I am attempting to rebuild a broken Tandy 2800 HD laptop to contain modern components, but I wish to retain the amazing keyboard it came with, featuring Alps keyswitches.
I am an experienced coder with some maker experience, but I have never attempted this kind of mod before. Therefore, I may need a little hand-holding. Links to relevant HOWTOs for similar projects would probably help.
Here's what I have learned.
The keyboard itself is an 84-key keyboard with "true 101-key emulation mode", featuring Alps keyswitches.
It interfaces with the motherboard via a 30-pin ribbon cable which is 1.5 inches wide (0.27mm / 0.05 inch pitch). I have already sourced and ordered a header to let me interface with this cable, with the goal of plugging it into a Raspberry Pi, Arduino, Teensy, or similar device to attempt to reverse-engineer how this thing works. (I know this is a wildly ambitious goal and that I will need lots of help, but, well, that is why I'm here *humble smile*)
I searched the motherboard for a keyboard controller chip; however, the closest I found was an NEC D8749HC. Per the datasheet on https://www.alldatasheet.com/view.jsp?S ... C&sField=3 this is a "High-Speed, 8-Bit, Single-Chip Hmos Microcomputers"... in other words, a general-purpose microcontroller, and not a dedicated keyboard controller chip.
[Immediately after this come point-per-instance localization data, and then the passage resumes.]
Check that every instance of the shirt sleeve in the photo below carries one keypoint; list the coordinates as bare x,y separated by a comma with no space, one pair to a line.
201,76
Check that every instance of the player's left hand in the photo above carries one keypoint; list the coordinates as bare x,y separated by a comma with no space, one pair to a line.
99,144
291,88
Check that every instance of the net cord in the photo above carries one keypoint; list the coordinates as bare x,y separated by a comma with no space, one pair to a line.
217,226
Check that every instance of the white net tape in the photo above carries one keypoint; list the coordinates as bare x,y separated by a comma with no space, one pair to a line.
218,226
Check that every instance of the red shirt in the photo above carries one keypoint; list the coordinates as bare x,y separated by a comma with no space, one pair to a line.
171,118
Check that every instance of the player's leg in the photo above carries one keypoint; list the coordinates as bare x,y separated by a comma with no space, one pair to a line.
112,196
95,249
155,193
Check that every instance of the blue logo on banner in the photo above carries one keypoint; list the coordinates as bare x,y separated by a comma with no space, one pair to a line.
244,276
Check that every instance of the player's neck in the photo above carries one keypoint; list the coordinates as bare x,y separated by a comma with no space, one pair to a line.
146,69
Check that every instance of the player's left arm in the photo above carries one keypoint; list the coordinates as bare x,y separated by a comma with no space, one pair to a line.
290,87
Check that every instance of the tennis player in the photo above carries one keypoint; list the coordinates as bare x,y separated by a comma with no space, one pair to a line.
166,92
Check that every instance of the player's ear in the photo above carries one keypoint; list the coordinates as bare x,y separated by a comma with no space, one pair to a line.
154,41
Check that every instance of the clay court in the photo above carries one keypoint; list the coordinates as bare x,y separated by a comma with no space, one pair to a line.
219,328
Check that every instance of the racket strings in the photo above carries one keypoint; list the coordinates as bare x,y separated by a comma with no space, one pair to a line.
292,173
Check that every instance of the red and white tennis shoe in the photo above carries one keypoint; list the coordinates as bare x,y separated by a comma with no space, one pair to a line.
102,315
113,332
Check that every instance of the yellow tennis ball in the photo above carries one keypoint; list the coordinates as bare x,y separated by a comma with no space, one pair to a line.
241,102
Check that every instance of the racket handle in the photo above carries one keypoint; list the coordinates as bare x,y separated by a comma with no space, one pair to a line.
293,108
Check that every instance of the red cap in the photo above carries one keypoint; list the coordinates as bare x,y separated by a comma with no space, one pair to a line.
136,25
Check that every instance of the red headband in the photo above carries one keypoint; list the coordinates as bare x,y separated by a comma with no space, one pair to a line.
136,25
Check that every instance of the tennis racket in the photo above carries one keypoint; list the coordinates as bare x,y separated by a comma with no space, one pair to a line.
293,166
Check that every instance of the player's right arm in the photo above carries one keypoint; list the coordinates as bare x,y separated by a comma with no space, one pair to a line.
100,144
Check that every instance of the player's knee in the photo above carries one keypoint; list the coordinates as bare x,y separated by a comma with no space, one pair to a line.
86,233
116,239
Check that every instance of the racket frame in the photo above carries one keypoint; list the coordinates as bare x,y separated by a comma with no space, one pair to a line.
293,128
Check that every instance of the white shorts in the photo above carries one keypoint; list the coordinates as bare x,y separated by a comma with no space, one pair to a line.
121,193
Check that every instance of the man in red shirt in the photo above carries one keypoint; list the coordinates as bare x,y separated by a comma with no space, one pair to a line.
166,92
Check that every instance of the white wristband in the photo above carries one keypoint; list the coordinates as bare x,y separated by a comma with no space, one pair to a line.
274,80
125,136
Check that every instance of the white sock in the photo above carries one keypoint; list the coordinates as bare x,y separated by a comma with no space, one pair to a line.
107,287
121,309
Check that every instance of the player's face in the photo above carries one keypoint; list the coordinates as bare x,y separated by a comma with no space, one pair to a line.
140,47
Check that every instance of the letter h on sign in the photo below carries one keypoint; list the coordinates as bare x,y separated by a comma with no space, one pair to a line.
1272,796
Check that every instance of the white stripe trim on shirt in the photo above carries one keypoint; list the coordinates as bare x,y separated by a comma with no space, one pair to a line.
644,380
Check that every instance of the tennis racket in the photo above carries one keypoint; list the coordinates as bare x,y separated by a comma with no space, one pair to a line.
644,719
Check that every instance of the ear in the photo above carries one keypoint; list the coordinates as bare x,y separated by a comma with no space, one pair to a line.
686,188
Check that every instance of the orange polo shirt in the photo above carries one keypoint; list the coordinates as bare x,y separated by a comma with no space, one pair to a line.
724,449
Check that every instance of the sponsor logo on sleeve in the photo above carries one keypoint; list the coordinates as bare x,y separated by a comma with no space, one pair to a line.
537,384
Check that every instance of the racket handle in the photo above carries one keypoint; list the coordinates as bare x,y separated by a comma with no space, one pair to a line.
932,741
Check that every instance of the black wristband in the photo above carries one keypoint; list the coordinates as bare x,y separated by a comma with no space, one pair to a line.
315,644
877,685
This is quite disappointing; I was hoping the keyboard would be interfaced with some sort of dedicated keyboard controller chip which I could simply source and interface with an Arduino/Teensy/RaspPI and go about my merry way.
One problem I've immediately found is that, while there are 30 pins on the cable coming out of this keyboard, Raspberry Pis, Arduinos, and Teensys do not have 30 GPIO pins

I have no idea if I am attempting to re-invent a wheel here, or if there is an existing controller/interface board that would help me.
At this point, any advice would be much appreciated. I could always resort to switching to a different keyboard that fits in the same space, but I'd really rather keep the original Tandy 'board.
What should be the first step of my work here? I've been assuming it would be something like "interface all 30 pins to a pi or something, and attempt to reverse-engineer what kind of keyboard matrix is in use here."